Your best option is to meet with an employment law lawyer in person. Call me at 416-383-0550 to set up an appointment to determine whether you received a fair termination package or not.

4. My employer is firing me for “cause”. What can I do?

Your former employer is sending a signal to you that it is prepared to play hardball.  It is not prepared to pay you anything beyond back wages and vacation pay (and sometimes delays paying even these).  The good news is that the employer must prove its allegations of “cause”.  However, in most cases, employers won’t allege cause unless they believe they can prove it.

Give me a call at 416-383-0550 for a legal opinion as to whether your employer is likely to succeed in proving “cause” or not.

5. Things at work have suddenly got worse for me in the past few weeks. What can I do?

It depends on what has changed. If your work conditions – such as hours of work, rate of pay, amount of benefits – have changed to your disadvantage without you receiving anything in return, you likely have grounds to pursue a claim for “constructive dismissal”. However, proceed cautiously, since your employer likely won’t reach the same conclusion. Therefore, you should take no action until you have spoken to us at 416-383-0550 or e-mailed us.

If you are being treated badly by a new co-worker or manager, your best course of action is to speak to your boss.  If your boss is the source of the problem, speak to the boss of your boss.  Put your concerns in writing if necessary.  Be persistent, but always polite.  Usually, employers will take action to resolve the problem.  If not, or if the employer’s action is inadequate, give us a call.

6. I have been off work on Long Term Disability benefits. I have been notified that my benefits will be cut off. What can I do?

Call me to book an appointment as soon as possible.  Bring any and all documents with you.  We need to meet face to face to determine whether the Long Term Disability insurer has adequate grounds to terminate your benefits, or not.


7. I have been sick for a long time. My employer is demanding that I return to work or I will be fired. What can I do?

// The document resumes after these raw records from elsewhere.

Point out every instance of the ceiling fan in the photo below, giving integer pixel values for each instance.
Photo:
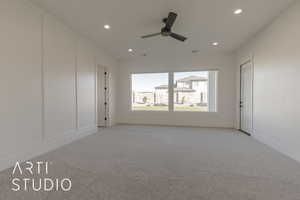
(167, 30)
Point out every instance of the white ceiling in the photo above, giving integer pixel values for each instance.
(202, 21)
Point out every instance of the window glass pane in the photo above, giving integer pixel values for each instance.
(195, 91)
(150, 91)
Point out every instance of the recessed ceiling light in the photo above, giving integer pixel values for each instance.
(238, 11)
(107, 26)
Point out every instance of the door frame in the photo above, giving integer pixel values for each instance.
(240, 97)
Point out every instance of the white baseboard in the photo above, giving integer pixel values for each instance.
(49, 144)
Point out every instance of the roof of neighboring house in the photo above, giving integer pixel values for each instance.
(184, 90)
(193, 78)
(175, 89)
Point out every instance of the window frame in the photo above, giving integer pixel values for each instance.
(171, 90)
(131, 105)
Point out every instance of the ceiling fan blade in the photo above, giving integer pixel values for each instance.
(178, 37)
(150, 35)
(170, 20)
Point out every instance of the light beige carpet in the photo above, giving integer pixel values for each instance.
(165, 163)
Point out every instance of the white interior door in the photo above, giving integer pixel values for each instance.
(246, 97)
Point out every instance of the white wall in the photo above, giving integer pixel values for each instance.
(225, 117)
(276, 82)
(47, 82)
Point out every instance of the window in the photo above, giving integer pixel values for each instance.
(150, 92)
(194, 91)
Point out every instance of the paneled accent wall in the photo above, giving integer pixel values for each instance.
(47, 82)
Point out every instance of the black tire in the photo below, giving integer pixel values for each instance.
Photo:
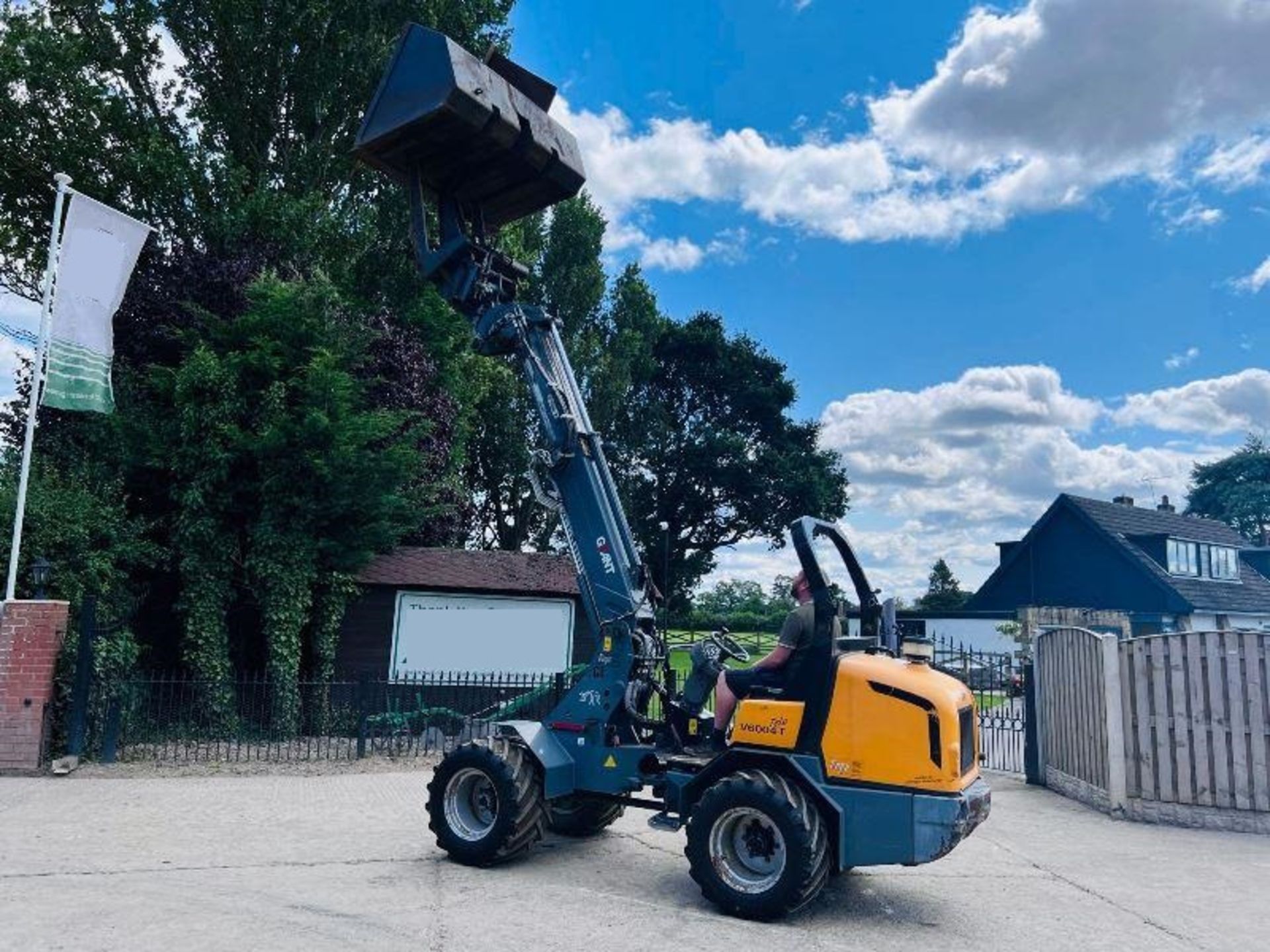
(494, 793)
(742, 797)
(581, 815)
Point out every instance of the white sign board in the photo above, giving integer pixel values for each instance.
(448, 633)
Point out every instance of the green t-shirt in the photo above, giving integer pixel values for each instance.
(800, 627)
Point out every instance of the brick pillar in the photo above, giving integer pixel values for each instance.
(31, 635)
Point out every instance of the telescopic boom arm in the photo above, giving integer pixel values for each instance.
(474, 138)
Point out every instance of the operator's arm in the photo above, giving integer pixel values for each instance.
(777, 658)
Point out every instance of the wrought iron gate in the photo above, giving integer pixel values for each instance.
(999, 682)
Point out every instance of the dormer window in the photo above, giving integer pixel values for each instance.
(1223, 563)
(1203, 560)
(1183, 557)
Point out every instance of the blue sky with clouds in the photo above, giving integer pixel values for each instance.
(1005, 252)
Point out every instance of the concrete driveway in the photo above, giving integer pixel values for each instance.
(346, 862)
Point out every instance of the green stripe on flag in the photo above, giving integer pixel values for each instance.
(79, 379)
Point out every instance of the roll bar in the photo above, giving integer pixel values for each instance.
(803, 531)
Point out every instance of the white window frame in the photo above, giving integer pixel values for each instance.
(1180, 565)
(1224, 563)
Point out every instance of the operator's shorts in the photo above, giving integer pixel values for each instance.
(742, 681)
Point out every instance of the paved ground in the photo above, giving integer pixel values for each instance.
(345, 862)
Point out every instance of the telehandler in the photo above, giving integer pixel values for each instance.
(865, 757)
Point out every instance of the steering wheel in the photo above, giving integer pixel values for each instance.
(728, 647)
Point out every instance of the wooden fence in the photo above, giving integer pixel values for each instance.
(1195, 711)
(1164, 728)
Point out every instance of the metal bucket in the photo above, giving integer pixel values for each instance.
(476, 131)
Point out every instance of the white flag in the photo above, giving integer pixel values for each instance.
(99, 251)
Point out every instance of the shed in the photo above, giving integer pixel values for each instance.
(429, 610)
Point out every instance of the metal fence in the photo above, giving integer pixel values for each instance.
(996, 680)
(177, 719)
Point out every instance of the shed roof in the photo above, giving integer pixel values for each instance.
(470, 571)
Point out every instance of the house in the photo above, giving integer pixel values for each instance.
(444, 610)
(1169, 571)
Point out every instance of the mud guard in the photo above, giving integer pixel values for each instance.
(558, 772)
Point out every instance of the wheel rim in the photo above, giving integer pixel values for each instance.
(747, 850)
(472, 804)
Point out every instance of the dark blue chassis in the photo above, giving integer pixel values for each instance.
(875, 825)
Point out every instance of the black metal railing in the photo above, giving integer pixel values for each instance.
(177, 719)
(996, 680)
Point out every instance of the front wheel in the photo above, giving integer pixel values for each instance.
(486, 803)
(757, 846)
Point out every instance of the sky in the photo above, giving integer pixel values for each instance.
(1005, 252)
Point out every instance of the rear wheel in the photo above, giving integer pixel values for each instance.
(581, 815)
(757, 846)
(486, 803)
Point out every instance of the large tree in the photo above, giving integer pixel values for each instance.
(943, 590)
(286, 479)
(1236, 491)
(214, 120)
(705, 444)
(230, 127)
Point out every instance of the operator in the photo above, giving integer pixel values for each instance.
(769, 672)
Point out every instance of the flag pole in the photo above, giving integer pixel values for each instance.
(37, 377)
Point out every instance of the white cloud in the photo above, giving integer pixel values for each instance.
(1238, 165)
(1257, 280)
(1177, 361)
(1029, 111)
(1191, 216)
(679, 255)
(952, 469)
(1232, 404)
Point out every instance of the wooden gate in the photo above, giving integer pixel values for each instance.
(1080, 728)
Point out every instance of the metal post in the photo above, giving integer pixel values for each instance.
(364, 701)
(83, 677)
(37, 377)
(1032, 739)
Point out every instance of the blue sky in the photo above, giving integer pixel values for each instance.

Speak to your family doctor immediately.  Ask your family doctor if you should return to work.  If your family doctor agrees you should not return to work, ask for a note confirming this and forward it to your employer.  If your employer still demands you return to work, you should seek a legal opinion immediately.  Call me at 416-383-0550.

If your doctor does believe you should return to work, it would be best if you follow his or her advice. If you strongly believe your doctor is wrong, get a second medical opinion.